Ladon is a scraping/crawling framework. Its architecture centers on two layers: a core networking module that interacts with websites (primarily via HTTP, but not limited to it) and a parsing/business layer that extracts and transforms content. Additional processing above parsing is out of scope here. One straightforward approach would be to call the programming language's native HTTP APIs directly from adapters (e.g., the standard HTTP client or common libraries such as requests), but this ADR evaluates whether we should instead standardize on a dedicated core layer.

Decision Drivers

  • Enforce consistent politeness (robots.txt, rate limits, backoff) across all adapters.
  • Centralize observability (structured logs, metrics, tracing) for outbound HTTP.
  • Avoid adapter-specific networking hacks that bypass shared policies.
  • Keep business logic pluggable while guaranteeing a single HTTP surface.
  • Remain sync-first now, with a path to async parity later.

Considered Options

  • Option A: Core Networking Layer as the sole HTTP gateway (HttpClient + policies).
  • Option B: No core layer; rely on direct HTTP usage in adapters (e.g., requests directly).
  • Option C: Split networking into a separate microservice.

Decision Outcome

Chosen option: Option A: Core Networking Layer as the sole HTTP gateway.
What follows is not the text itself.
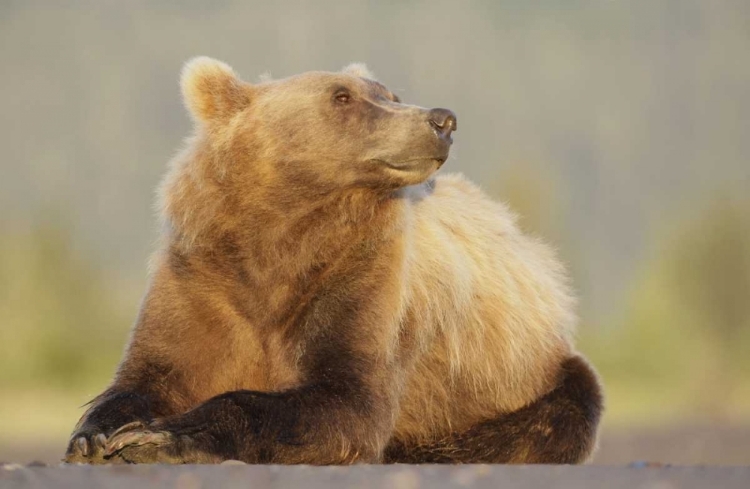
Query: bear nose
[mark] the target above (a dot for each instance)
(443, 121)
We will build an HttpClient that encapsulates supported HTTP operations, session management, retries/backoff, per-domain rate limits, per-domain circuit breakers, robots.txt fetch/cache/enforcement, download safeguards, and structured logging/metrics/tracing hooks. All adapters and future plugins must use this client; no outbound HTTP may bypass it.

Consequences

  • Good: Consistent, polite, and observable HTTP behavior; clearer debuggability during outages/bans.
  • Good: Clean separation between networking policies and business/adapters; enables safe plugin/extensibility above the core.
  • Good: Stable response/meta shapes simplify adapter development and external contributions.
  • Bad: Migration effort to replace direct HTTP usage; perceived rigidity for quick hacks.
  • Bad: Sync-first limits peak throughput until the async variant lands.
  • Risk: Misconfigured limits/breakers can resemble slowness, creating false positives.

Confirmation

  • Contract tests for policy enforcement (rate limits, retries/backoff, circuit breakers, robots).
  • Integration tests against recorded/local servers to verify HTTP operations and download safeguards.
  • Lint/checks to block new direct HTTP usage outside HttpClient.
  • Design/code reviews to ensure adapters/plugins only call the core client.

Pros and Cons of the Options

Option A: Core Networking Layer as the sole HTTP gateway

  • Good, because networking policies (politeness, retries, breakers) are centralized and consistent.
  • Good, because observability hooks and response/meta contracts are uniform.
  • Good, because adapters/plugins can stay business-focused with a stable API.
  • Bad, because it requires migration effort and discipline to avoid bypasses.
  • Neutral, because sync-first simplifies delivery now but defers async throughput.

Option B: No core layer; direct HTTP in adapters

  • Good, because it is simple with no new abstraction.
  • Bad, because policies and observability stay fragmented and brittle.
  • Bad, because global changes (rate limits, tracing) risk regressions across adapters.
  • Bad, because contributors could introduce inconsistent behaviors or bypass safeguards.

Option C: Networking as a separate microservice

  • Good, because it isolates traffic policy operationally.
  • Bad, because it adds operational burden and latency without clear MVP benefit.
  • Bad, because it complicates local development and testing.

More Information

  • Future ADRs: async networking variant with API parity; proxy/identity management; recommended default profiles for common domain classes.
  • Enforcement: repository tooling will flag direct HTTP usage outside HttpClient.
  • Implementation plan (high level): establish core types (HttpClient, HttpClientConfig, error taxonomy); implement sync pipeline with policies; replace direct HTTP usage; add tests and migration guidance.